20 My Peer Review of Zhouyuan WU

Individual Curatorial Project:

Your blog posts so far have featured a series of discussions around the theme “Exhibitions that challenge traditional curatorial models”, showing your critical thinking about your personal curatorial projects, particularly in questioning traditional exhibition models and exploring alternative curatorial strategies, as you try to integrate approaches to decolonization, site specialization and audience interaction into your curatorial thinking.You have a solid theoretical foundation, but how to translate these theories into actionable practice for your personal curatorial projects is a question worth thinking about. In exploring exhibition Spaces, you look for many modes that break the limits of traditional exhibitions, such as family Spaces, nomadic exhibitions, and participatory installations. But how do you deal with the logistical constraints of using these non-traditional exhibition Spaces? How do you ensure that audience interaction is effective and not superficial? Perhaps you can further clarify the way the audience interacts, specifically explaining how different groups of viewers can participate and understand the content of the exhibition, especially those who lack artistic foundation.

Some exhibitions for reference:

The exhibition “Living as Form” (Creative Time, 2011), curated by Nato Thompson, offers valuable insights into socially engaged art and alternative exhibition formats.

“The People’s Biennale” (2014) — This biennale focused on alternative ways of exhibiting and audience accessibility, which might inspire strategies for engaging diverse audiences.

Collective Curatorial Programme:

The blog about The Sleepwalkers shows your ability to collaborate, negotiate, and adapt in a team. In the discussion of the collective curatorial programme, you continue to focus on the mobility and decolonisation of exhibitions. The Sleepwalkers’ collective curatorial programme is also ready to break with the traditional exhibition model, emphasizing decentralized and diversified viewing perspectives. However, there are still limitations to the research that can be seen on the collective curatorial programme: decentralized exhibitions may suffer from a lack of thematic coherence. Without a clear structural narrative, the exhibition as a whole may appear fragmented and lacking thematic cohesion. Secondly, the arrangement of exhibition personnel coordination remains to be discussed. The flexibility of exhibitions is a strength, but it is important to ensure that the work of artists, curators and institutions is coordinated, and further discussion is needed about the transportation of works, the distribution of exhibitions and the accessibility of audiences. In addition, diverse viewing perspectives create conditions for audience participation and open interpretation, but at the same time may pose barriers to certain audiences, such as those who are unfamiliar with conceptual or participatory art. In subsequent discussions, we should focus on the balance between decentralization, exhibition coherence, and accessibility of audience interaction, while reconciling concept promotion and practical implementation.

 

references:

Independent Curators International.

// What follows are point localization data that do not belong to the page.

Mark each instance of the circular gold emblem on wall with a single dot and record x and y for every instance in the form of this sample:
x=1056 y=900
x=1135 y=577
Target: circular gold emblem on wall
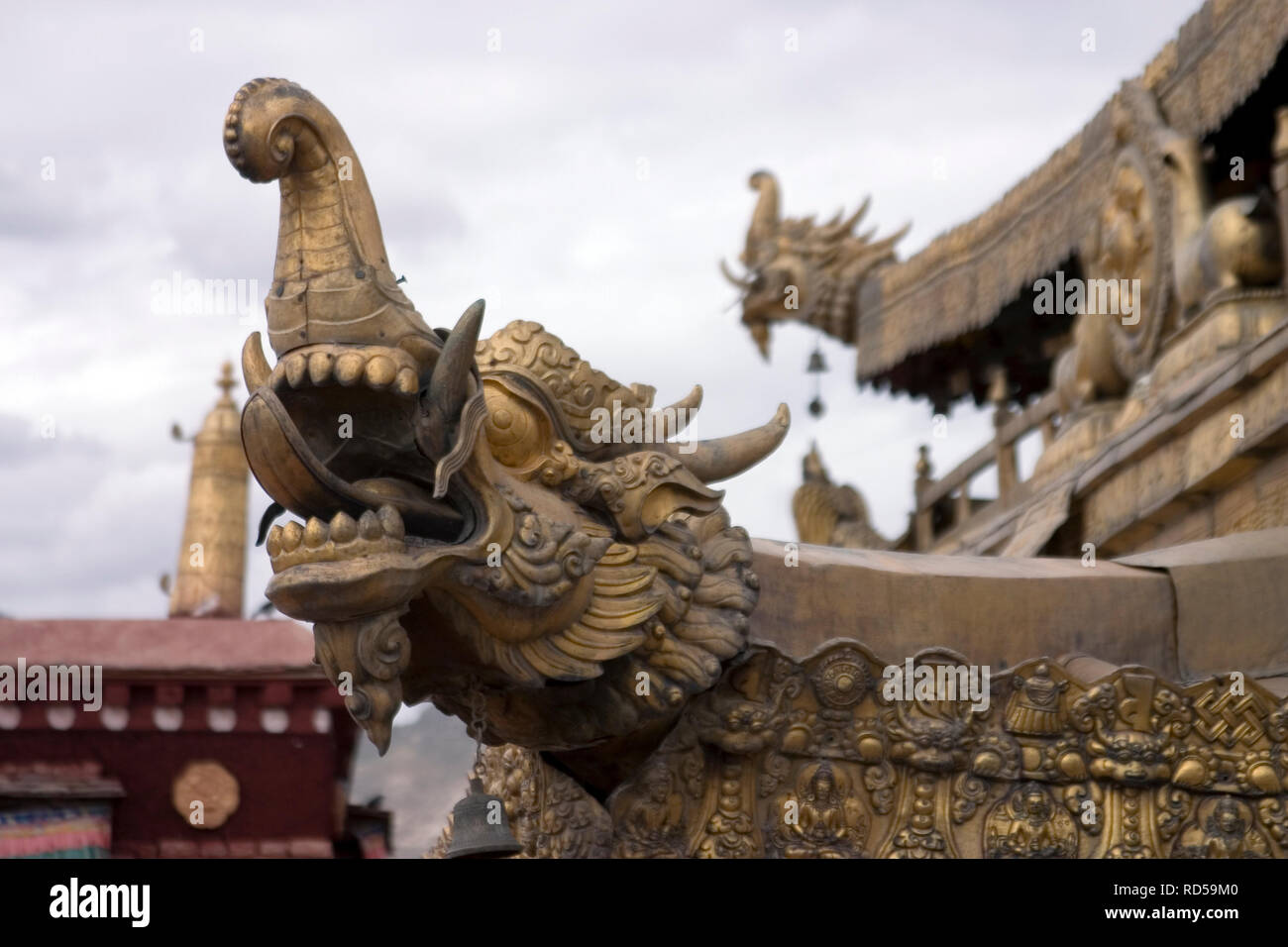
x=211 y=788
x=841 y=680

Living as Form (The Nomadic Version). Accessed March 21, 2025. https://curatorsintl.org/exhibitions/9475-living-as-form-the-nomadic-version.

Biennial Foundation. People’s Biennial (USA). Accessed March 21, 2025. https://www.biennialfoundation.org/biennials/peoples-biennial-usa/.

 

 




11 Feedback for peers in week 5

To Zhouyuan Wu:

Your blog to date has developed a series of reflections around the curatorial practice of non-colonialism. I was very interested in your discussion of traditional archival records versus oral history in Week 2 of your blog. As official records in the conventional sense, the historical objects, books, archives and other records collected in museums provide curatorial practice with an objective perspective to tell the content to be displayed, but this objectivity is also influenced by Western hegemony to some extent, as you said: some artists or histories have been erased from the mainstream art history by the force holding the historical narrative power. I think this kind of erasure may create certain logical holes in the existing mainstream narrative, and perhaps you can try to find some meeting points between official records and personal oral history through these logical holes, and provide a multi-perspective narrative for the curation of the theme of “revisiting history”.

To Puxian Wang:

In a series of blogs, you have analyzed the curatorial strategies of four different regional museums/galleries from the perspective of contemporary art theory. In the second week of the blog, the comparison of curatorial approaches between the Louvre and the Pompidou Center is a special entry point for research. I think the difference in curatorial form between the two is probably due to the difference in the main collections: the Louvre has a more historical collection, while the Pompidou Center has a lot of modern and contemporary art. The two institutions chose curatorial methods that were more in line with objective conditions according to their own collections. In your blog, you also consider the inadequacies of the curatorial strategies of art institutions, which I find very nuanced. Taking well-known art institutions as reference cases for analysis, taking the essence and discarding the dross, can constantly improve their curatorial projects. In addition to this, the artist collective cooking sections that you mentioned in your blog post in Week 3 are also very interesting. The concept of sustainable eating in an artistic way seems to me to be a unique one. Sustainable eating touches on issues of food production, ecology, geopolitics and business dynamics. I think the curatorial strategy of Reina Sofia Museum is more suitable for this theme. Or a more comprehensive approach. The following blog can try to think about how to combine the personal curatorial practice project with the previous weeks of research on the curatorial form of large art institutions.